The & operator makes use of the slice_by_geom method.

raster_geom_intsct_by_fun = raster_geom.slice_by_geom(ogr_geom, inplace=False)
raster_geom_intsct_by_and = raster_geom & ogr_geom
raster_geom_intsct_by_fun == raster_geom_intsct_by_and

True

The str method returns the WKT representation of the raster geometry.

str(raster_geom)

'POLYGON ((5 40,5 50,15 50,15 40,5 40))'

Finally, you can use brackets with two or three items to subset the raster geometry.
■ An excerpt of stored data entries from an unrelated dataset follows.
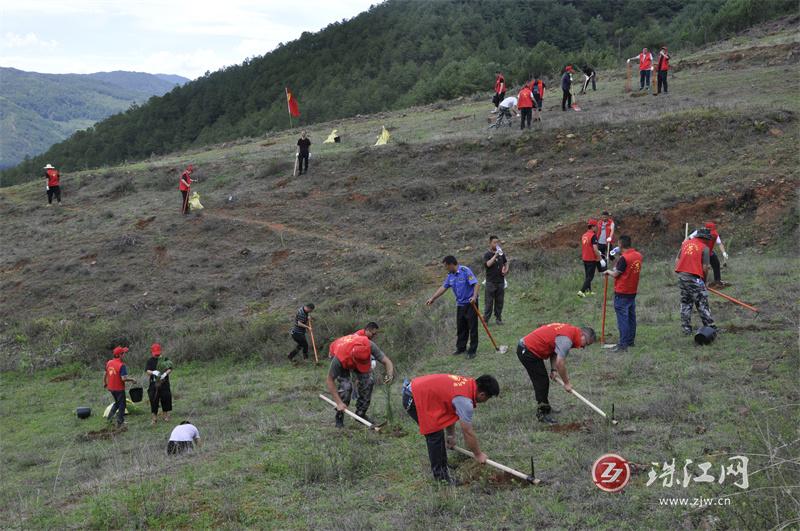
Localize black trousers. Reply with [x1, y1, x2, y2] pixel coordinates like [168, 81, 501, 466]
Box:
[562, 90, 572, 110]
[597, 243, 610, 272]
[640, 69, 651, 89]
[581, 260, 597, 292]
[582, 75, 596, 92]
[709, 252, 722, 283]
[181, 190, 190, 214]
[148, 382, 172, 414]
[298, 153, 309, 173]
[483, 281, 505, 321]
[516, 343, 550, 407]
[456, 303, 478, 353]
[289, 331, 309, 359]
[493, 91, 506, 108]
[403, 387, 450, 482]
[47, 186, 61, 204]
[167, 441, 193, 455]
[657, 70, 668, 93]
[520, 108, 532, 129]
[108, 390, 126, 426]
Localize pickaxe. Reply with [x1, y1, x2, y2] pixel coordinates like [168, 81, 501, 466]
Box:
[452, 446, 540, 485]
[318, 394, 385, 431]
[554, 376, 618, 425]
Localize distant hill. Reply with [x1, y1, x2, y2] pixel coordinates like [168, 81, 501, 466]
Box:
[0, 68, 189, 169]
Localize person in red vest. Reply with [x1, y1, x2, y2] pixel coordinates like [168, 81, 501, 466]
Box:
[628, 48, 653, 91]
[530, 76, 545, 122]
[43, 164, 61, 206]
[325, 330, 394, 428]
[104, 346, 137, 428]
[690, 221, 729, 286]
[517, 82, 534, 130]
[675, 228, 715, 335]
[516, 323, 596, 424]
[179, 165, 194, 214]
[401, 373, 500, 483]
[595, 211, 615, 268]
[491, 71, 506, 112]
[578, 220, 604, 297]
[603, 235, 643, 352]
[655, 46, 670, 95]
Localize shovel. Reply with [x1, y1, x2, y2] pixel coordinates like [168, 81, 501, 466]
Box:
[318, 394, 385, 431]
[308, 317, 319, 365]
[471, 300, 508, 354]
[452, 446, 540, 485]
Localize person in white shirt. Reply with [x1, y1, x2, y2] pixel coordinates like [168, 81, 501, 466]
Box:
[167, 421, 201, 455]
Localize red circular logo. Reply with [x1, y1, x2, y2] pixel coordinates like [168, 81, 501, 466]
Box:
[591, 453, 630, 492]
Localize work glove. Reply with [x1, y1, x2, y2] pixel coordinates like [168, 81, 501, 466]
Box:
[599, 259, 606, 268]
[371, 360, 377, 370]
[160, 373, 167, 380]
[152, 370, 160, 377]
[606, 237, 612, 243]
[626, 59, 631, 64]
[723, 252, 729, 260]
[610, 246, 620, 257]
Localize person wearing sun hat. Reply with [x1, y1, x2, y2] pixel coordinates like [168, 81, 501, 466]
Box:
[104, 346, 136, 428]
[43, 163, 61, 206]
[145, 343, 174, 425]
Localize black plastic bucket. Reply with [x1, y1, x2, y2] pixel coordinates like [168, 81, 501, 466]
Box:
[129, 387, 144, 403]
[76, 407, 91, 419]
[694, 326, 717, 345]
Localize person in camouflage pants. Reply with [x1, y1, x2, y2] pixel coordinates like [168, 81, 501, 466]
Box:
[336, 372, 374, 421]
[679, 275, 715, 334]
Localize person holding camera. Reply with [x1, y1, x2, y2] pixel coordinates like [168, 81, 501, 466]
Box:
[483, 235, 509, 325]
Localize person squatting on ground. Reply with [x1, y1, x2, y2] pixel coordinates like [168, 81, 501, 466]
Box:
[179, 164, 193, 214]
[483, 236, 509, 325]
[675, 228, 715, 335]
[44, 164, 61, 206]
[628, 48, 654, 90]
[578, 219, 605, 296]
[595, 211, 615, 269]
[516, 323, 596, 424]
[561, 65, 574, 111]
[297, 131, 311, 175]
[326, 328, 394, 427]
[402, 373, 499, 484]
[491, 71, 506, 112]
[656, 46, 670, 95]
[690, 222, 729, 286]
[288, 303, 315, 361]
[496, 95, 518, 125]
[580, 65, 596, 94]
[603, 235, 642, 353]
[146, 343, 173, 425]
[104, 346, 137, 428]
[530, 76, 545, 122]
[427, 255, 480, 358]
[167, 421, 201, 455]
[518, 82, 534, 129]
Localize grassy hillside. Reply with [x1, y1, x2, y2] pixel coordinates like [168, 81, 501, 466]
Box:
[0, 68, 187, 169]
[0, 25, 798, 529]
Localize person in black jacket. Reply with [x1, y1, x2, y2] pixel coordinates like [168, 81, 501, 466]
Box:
[296, 131, 311, 175]
[288, 303, 315, 361]
[579, 65, 596, 94]
[561, 66, 573, 111]
[146, 343, 173, 425]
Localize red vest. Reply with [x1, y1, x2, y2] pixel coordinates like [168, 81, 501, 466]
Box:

Two items are interpreted as pixel slices, e.g. [min_row:max_row, min_col:max_col], and three items yield intersection by coordinates, where the third item is a spatial reference instance, e.g. [min_x:max_x, min_y:max_y, SpatialRef(4326)].

raster_geom_intsct_by_fun = raster_geom.slice_by_rc(25, 25, height=100, width=100, inplace=False)
raster_geom_intsct_by_px = raster_geom[25:50, 25:50]
raster_geom_intsct_by_fun == raster_geom_intsct_by_px

True

min_x, max_yp1 = raster_geom.rc2xy(25, 25)
max_xp1, min_y = raster_geom.rc2xy(50, 50)
raster_geom_intsct_by_coords = raster_geom[min_x:max_xp1, min_y:max_yp1, sref]
raster_geom_intsct_by_fun == raster_geom_intsct_by_coords

True

Note that in the examples above the pixel index (50, 50) is already outside the raster geometry. This is because slicing is also performed as usual in Python, i.e. the “stop” value of the slice is excluded.